Inicio
minha participação na coluna Direito Civil Atual, produzida pelos membros e convidados
da Rede de Pesquisa de Direito Civil Contemporâneo e coordenada pelos ministros
do Superior Tribunal de Justiça Luis Felipe Salomão, Antônio Carlos Ferreira e
Humberto Martins e pelos professores Ignácio Maria Poveda Velasco, Otavio Luiz
Rodrigues Junior, José Antônio Peres Gediel, Rodrigo Xavier Leonardo e Rafael
Peteffi da Silva, agradecendo o honroso convite de poder contribuir com esse
espaço privilegiado, palco de relevantes e atuais discussões dos mais variados
temas de dogmática do Direito Privado[i].
Nesta
coluna, pretende-se abordar o atual e relevante tema do adimplemento
substancial, que cada vez mais atrai a atenção dos estudiosos do Direito,
havendo quem pretenda, inclusive, não sem levantar fundamentada resistência da
doutrina [ii], a sua aplicação no âmbito do direito processual [iii] e no do
direito penal [iv].
Para
tanto, parte-se da análise da decisão proferida no REsp 1.581.505/SC, de
relatoria do ministro Antonio Carlos Ferreira, julgado em 18/8/2016, no qual se
negou a aplicação da doutrina do adimplemento substancial em caso de
inadimplemento incontroverso de mais de 30% do valor do contrato,
ressaltando-se a necessidade do estabelecimento do correto fundamento dessa
doutrina no direito brasileiro, bem como dos critérios para sua aplicação, sem
o que se corre o risco de sofrer os efeitos da má recepção dos institutos
jurídicos.
Trata-se
de recurso especial em que se aduz violação aos artigos 421 e 422 do Código
Civil e aos artigos 4º, III, e 51, IV, ambos do Código de Defesa do Consumidor,
ao argumento de que a corte estadual teria afastado a aplicação da doutrina do
adimplemento substancial sob a alegação de que o valor devido superaria 30% o
valor do contrato, o que, contrario sensu, faria presumir que, na hipótese de
adimplemento de 70%, a doutrina aplicar-se-ia, destacando que a diferença
faltante seria de apenas 0,51%.
No
julgamento do apelo extremo, o relator, em primoroso voto, parte da análise do
surgimento da doutrina do adimplemento substancial no direito inglês do século
XVIII, para concluir que “o uso do instituto da substantial performance não
pode ser estimulado a ponto de inverter a ordem lógico-jurídica que assenta o
integral e regular cumprimento do contrato como meio esperado de extinção das
obrigações”[v].
De
fato, a referida doutrina deve ser utilizada tendo-se em vista que, em sua
origem, ela era reservada a casos específicos. Isso quer dizer que a sua
incidência não deve desconfigurar a lógica essencial e subjacente aos negócios
jurídcos contratuais.
Deve-se
ter em mente que, em sua origem, no direito inglês, a substancial performance
não guardava relação com a figura da boa-fé objetiva e foi desenvolvida com
âmbito de incidência circunscrito a determinados casos bem delimitados [vi].

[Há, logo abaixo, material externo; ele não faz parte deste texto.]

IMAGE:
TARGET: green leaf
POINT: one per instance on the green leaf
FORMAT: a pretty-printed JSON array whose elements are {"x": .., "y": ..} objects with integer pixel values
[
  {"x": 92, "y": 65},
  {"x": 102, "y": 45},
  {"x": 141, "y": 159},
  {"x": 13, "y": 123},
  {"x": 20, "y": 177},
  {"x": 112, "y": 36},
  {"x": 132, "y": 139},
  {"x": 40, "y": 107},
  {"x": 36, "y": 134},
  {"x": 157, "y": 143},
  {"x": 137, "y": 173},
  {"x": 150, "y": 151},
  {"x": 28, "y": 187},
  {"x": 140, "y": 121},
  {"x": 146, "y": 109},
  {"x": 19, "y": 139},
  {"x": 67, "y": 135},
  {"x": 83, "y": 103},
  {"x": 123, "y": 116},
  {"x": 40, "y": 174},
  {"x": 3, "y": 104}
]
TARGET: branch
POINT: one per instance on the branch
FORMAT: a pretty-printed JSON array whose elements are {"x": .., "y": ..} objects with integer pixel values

Aliás, não se pode ignorar a reduzida relevância histórica da boa-fé nos
sistemas de Common Law, especialmente no britânico [vii].
Desse
modo, partindo-se da diferenciação desenvolvida no caso Kingston v. Preston
(1774) entre obrigações dependentes e independentes [viii], restringiu-se a
aplicação da referida doutrina aos casos que envolvessem os chamados entire
contracts, nos quais o cumprimento da obrigação por uma das partes funciona
como condition precedent para o nascimento de pretensão e obrigação no que diz
respeito ao outro polo da relação jurídica obrigacional [ix]. Nesses contratos,
o adimplemento substancial é suficiente para configurar a denominada condiction
precedent, figura que, desenvolvida sobretudo no caso Boone v. Eyre (1777), é
definida por Arthur Corbin como “an operative fact that must exist prior to the
existence of some legal relation in wich we are interested” [x]. Geoffrey Mead,
por seu turno, define-a como a pré-condição para que o direito ao pagamento ou,
mais genericamente, à contraprestação, surja [xi].
Nos
entire contracts, vigora a chamada rule of non-recovery, segundo a qual, em
caso de incumprimento culposo, aquele que não cumpriu corretamente perde aquilo
que já prestou [xii].
Treitel,
ao tratar dos chamados entire contracts, afirma que, em regra, se o contrante
“A” falha no cumprimento de sua obrigação, o contratante “B”, por seu turno,
pode recusar-se a cumprir a sua, mesmo que a deficiência do adimplemento de “A”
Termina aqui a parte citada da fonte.